Stages can be connected recursively to form any DAG (Directed Acyclic Graph). | (pipe) is used to chain stages, and + (fan) is used to stack stages.
<source> | <filter> forms a source.
For example,
source([1, 2, 3, 4]) | filt(lambda x : x ** 2)
is a source sending 1, then 4, then 9, then 16.
<filter_1> | <filter_2> forms a filter.
For example,
select_inds((0, 1)) | cast((float, float))
is a filter that, if fed a sequence of tuples, would transform ('1', '2', '3') to the tuple (1, 2).
<filter> | <sink> forms a sink.
For example,
prepend('results:') | to_stream('out.txt'):
is a sink that prints to ‘out.txt’ first ‘results:’, then whatever is sent to it.
<source> | <sink> results in the last object the sink sends on.
For example,
source(range(4)) | sum_of()
is 6.
<sink_1> | <sink_2> forms a sink.
For example,
to_array() | sink(lambda a : numpy.median(a))
is a sink that calculates a median of a sequence.
Note
Parentheses might be necessary for chaining sinks.
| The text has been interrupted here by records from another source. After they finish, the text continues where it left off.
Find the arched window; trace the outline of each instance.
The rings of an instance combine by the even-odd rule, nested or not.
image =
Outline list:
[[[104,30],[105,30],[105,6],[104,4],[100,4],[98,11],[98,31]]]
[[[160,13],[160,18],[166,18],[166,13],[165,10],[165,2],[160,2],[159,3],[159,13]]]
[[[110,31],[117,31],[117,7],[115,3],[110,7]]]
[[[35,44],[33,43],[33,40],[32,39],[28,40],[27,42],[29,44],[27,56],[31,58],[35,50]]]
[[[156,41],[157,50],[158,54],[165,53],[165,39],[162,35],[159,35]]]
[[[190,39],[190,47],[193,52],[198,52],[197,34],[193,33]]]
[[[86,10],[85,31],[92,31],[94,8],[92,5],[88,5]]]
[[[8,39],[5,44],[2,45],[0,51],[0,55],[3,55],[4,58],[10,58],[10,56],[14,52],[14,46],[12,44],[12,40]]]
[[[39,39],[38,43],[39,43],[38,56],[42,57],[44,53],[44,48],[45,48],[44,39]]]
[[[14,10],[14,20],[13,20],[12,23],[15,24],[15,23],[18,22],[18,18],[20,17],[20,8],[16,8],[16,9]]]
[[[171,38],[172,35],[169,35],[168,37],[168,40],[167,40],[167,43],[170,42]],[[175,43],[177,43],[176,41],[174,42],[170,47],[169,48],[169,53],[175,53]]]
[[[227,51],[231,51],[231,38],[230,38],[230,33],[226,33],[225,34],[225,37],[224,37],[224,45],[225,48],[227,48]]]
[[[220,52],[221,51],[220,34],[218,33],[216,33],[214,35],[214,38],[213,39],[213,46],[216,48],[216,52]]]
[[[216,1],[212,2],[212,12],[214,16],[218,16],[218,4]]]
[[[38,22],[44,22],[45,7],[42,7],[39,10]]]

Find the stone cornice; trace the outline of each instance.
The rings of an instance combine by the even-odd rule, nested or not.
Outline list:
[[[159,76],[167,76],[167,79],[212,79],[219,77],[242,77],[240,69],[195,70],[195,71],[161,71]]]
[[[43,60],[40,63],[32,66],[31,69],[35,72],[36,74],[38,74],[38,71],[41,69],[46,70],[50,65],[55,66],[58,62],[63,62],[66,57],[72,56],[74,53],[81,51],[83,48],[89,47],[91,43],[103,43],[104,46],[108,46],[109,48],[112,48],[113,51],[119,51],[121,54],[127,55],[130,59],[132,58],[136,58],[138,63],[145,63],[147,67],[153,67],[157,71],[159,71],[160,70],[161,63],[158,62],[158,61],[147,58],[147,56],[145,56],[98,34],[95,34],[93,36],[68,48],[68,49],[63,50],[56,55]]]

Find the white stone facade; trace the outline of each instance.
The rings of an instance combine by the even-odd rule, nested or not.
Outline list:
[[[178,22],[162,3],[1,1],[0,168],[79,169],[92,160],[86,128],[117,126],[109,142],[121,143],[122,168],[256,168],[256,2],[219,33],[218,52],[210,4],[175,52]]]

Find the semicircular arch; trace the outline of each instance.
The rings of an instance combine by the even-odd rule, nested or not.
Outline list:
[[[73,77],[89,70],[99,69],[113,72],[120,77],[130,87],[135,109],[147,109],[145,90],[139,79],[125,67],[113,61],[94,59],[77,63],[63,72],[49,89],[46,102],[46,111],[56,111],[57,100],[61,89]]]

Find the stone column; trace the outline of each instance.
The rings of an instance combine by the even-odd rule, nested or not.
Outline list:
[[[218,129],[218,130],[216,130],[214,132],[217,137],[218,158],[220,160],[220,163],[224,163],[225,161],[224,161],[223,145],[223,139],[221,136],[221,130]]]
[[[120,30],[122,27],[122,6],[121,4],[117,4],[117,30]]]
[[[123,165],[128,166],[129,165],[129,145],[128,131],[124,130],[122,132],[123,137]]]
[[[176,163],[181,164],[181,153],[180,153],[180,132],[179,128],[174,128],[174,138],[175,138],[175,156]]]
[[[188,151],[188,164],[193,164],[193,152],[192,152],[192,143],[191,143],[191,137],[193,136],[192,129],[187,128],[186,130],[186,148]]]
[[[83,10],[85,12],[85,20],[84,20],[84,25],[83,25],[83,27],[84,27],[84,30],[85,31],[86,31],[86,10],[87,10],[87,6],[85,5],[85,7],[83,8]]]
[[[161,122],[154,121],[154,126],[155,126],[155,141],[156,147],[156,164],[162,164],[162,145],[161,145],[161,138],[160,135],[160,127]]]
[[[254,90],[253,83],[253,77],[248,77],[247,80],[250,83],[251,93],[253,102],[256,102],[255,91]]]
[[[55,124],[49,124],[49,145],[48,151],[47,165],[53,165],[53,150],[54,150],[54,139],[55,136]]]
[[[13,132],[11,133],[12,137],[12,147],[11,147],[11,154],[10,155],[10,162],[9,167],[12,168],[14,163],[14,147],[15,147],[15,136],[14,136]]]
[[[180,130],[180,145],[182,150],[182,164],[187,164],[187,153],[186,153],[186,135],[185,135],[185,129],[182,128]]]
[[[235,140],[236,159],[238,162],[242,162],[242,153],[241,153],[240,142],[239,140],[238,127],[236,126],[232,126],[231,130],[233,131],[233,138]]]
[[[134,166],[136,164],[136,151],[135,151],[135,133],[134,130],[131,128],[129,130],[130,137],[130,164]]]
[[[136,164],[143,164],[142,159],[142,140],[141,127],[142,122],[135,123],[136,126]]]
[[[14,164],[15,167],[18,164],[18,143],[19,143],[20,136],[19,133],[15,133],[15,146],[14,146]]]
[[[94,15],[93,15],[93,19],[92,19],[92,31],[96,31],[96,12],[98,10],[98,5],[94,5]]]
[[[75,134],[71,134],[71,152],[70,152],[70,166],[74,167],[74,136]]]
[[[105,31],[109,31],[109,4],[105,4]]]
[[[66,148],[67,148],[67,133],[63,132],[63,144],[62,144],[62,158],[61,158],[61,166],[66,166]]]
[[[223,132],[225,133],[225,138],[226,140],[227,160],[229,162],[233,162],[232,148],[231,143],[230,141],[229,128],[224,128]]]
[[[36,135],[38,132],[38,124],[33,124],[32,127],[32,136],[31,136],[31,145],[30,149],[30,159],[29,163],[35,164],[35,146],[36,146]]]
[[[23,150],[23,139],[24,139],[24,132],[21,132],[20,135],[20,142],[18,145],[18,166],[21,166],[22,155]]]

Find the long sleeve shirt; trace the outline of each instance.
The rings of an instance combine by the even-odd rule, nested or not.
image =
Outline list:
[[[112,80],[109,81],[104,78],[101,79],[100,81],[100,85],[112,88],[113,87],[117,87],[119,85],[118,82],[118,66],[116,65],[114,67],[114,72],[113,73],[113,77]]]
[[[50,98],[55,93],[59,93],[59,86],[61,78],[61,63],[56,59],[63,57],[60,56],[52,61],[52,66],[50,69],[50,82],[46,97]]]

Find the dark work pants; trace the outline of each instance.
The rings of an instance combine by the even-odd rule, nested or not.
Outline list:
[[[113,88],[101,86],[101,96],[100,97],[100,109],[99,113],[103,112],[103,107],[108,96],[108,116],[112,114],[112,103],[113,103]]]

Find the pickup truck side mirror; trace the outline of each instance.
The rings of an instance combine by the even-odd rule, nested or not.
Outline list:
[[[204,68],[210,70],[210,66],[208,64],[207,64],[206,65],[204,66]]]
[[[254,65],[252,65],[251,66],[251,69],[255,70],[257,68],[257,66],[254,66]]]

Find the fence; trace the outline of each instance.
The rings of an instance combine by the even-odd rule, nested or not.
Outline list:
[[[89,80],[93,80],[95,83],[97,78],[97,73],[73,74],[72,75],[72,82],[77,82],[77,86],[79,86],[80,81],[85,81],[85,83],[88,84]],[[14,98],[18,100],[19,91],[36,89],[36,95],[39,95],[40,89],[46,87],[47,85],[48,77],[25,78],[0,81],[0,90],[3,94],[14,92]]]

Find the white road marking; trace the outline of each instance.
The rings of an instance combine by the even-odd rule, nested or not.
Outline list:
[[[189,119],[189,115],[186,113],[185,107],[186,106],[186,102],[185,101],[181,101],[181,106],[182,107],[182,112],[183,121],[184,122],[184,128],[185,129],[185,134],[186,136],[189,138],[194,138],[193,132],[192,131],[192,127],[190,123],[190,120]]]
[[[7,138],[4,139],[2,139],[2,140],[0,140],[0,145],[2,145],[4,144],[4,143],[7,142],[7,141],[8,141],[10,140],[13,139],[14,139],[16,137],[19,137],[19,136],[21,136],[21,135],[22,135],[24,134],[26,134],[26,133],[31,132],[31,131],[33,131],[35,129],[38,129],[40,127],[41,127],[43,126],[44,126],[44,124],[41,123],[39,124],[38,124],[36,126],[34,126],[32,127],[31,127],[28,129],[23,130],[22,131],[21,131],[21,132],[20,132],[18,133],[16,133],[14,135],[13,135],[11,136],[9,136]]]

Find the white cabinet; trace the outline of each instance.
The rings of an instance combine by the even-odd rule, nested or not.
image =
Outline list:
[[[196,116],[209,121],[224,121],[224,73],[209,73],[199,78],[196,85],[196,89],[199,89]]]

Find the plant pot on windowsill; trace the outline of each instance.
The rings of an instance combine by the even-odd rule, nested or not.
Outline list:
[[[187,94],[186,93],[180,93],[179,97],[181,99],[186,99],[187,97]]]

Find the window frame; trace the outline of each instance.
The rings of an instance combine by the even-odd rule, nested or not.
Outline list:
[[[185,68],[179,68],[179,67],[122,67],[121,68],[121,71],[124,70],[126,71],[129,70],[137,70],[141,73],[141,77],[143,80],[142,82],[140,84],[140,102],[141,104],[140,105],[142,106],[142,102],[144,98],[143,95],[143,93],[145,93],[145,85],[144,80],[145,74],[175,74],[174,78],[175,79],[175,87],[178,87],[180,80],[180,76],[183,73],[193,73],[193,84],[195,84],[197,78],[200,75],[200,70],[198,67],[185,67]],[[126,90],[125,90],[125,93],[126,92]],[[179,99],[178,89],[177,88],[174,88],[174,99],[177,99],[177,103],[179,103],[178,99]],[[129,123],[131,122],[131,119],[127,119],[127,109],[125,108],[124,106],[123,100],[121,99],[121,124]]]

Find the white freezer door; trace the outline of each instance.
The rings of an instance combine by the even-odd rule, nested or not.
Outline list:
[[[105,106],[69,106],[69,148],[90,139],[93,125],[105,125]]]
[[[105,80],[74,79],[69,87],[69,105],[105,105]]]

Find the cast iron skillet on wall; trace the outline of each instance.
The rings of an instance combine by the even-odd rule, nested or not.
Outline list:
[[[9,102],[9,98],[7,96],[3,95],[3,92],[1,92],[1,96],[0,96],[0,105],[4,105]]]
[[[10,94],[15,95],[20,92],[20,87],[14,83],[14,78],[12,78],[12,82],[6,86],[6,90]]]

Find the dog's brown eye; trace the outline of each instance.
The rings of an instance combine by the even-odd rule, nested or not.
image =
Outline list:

For example,
>> source([1, 2, 3, 4, 5]) | (to_array() | sink(lambda a : numpy.median(a)))
3
is fine, but
>> source([1, 2, 3, 4, 5]) | to_array() | sink(lambda a : numpy.median(a))
TypeError: unsupported operand type(s) for |: 'int' and '_SnkPiped'
is not, because this is the same as
>> numpy.array([1, 2, 3, 4, 5]) | sink(lambda a : numpy.median(a))
<source_1> + <source_2> + ... + <source_n> forms a source which sends tuples of the source sends.
For example,
source([1, 2, 3]) + source([4, 5, 6])
sends the sequence of pairs (1, 4), (2, 5), (3, 6).
Similarly,
read_lines('wind.txt') + read_lines('rain.txt') + read_lines('hail.txt')
is a source which sends a sequence of triplets of lines from files.
<filter_1> + <filter_2> + ... + <filter_n> forms a filter to which whatever is sent, is duplicated along the n branches, and the sends of these branches are combined to tuples.
For example,
filt(lambda x : min(x, 5)) + filt(lambda x : min(x, 10))
forms a filter, that transforms each element into a pair, the first value of which is the element truncated to 5, and the second value of which is the element truncated to 10.
Similarly,
skip_n(-5) + skip_n(5)
forms a filter which transforms a sequence into a pair of itself shifted 5 to the past and the future.
<sink_1> + <sink_2> + ... + <sink_n> forms a sink whose result is the tuple of the branch results.
For example,
min_() + max_() + sum_()
is a sink that returns the triplet of the minimum, maximum, and sum of the sequence passed through it.